A key break in the case came the next day, when two visitors to the region “discovered a pair of size 12 hiking boots at the bottom of the San Miguel River, about 10 miles from the robbery,” according to the arrest warrant. “Inside the boots were stuffed three camouflage gloves and a camouflage face mask.” The visitors “brought the boots and items to the sheriff’s office;” a subsequent analysis of DNA and footprints found at the scene of the crime revealed several matches. The discarded items were traced to Wal-Mart, in Montrose, where bar code information led officers to video recordings of Montalvo and Felix-Gonzales buying the items used in the home invasion, and then “leaving the Wal-Mart store in a white four-door Buick sedan.” Felix-Gonzalez, soon identified as a recent social-services transfer client from Arizona, was also, according to Arizona law-enforcement officers, a member of the Sinaloa Cartel who was arrested
for involvement in a home-invasion case, in which the suspects wore black masks and body armor, and threatened victims with AK-47 rifles, a scenario to the one employed in the Norwood home invasion.

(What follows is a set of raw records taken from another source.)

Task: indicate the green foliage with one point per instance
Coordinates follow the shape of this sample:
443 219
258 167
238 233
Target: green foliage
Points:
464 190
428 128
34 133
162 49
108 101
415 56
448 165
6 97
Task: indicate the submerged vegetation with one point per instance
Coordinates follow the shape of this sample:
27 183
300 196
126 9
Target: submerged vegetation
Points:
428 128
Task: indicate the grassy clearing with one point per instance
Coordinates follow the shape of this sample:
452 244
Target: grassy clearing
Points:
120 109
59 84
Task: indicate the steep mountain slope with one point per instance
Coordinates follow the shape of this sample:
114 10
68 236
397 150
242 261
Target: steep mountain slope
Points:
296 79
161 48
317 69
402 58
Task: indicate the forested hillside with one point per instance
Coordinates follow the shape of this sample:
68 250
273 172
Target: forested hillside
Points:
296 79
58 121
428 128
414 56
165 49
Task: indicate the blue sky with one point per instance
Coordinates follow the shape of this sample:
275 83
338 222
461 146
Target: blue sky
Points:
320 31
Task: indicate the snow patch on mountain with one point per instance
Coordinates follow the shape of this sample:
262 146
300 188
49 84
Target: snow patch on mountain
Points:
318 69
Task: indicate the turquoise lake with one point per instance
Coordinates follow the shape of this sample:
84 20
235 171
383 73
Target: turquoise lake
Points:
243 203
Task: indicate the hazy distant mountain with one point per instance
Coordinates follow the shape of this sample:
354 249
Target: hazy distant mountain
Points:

The Sinaloa Cartel is considered the world’s most powerful drug-trafficking organization.
“There are no magical walls,” San Miguel County Sheriff Bill Masters said after the arrests of four of the five suspects, protecting Americans from the incursion of drug cartel-related violence into our lives.
The marijuana crop targeted in the crime, which was chopped down at least six weeks before maturation, had no value.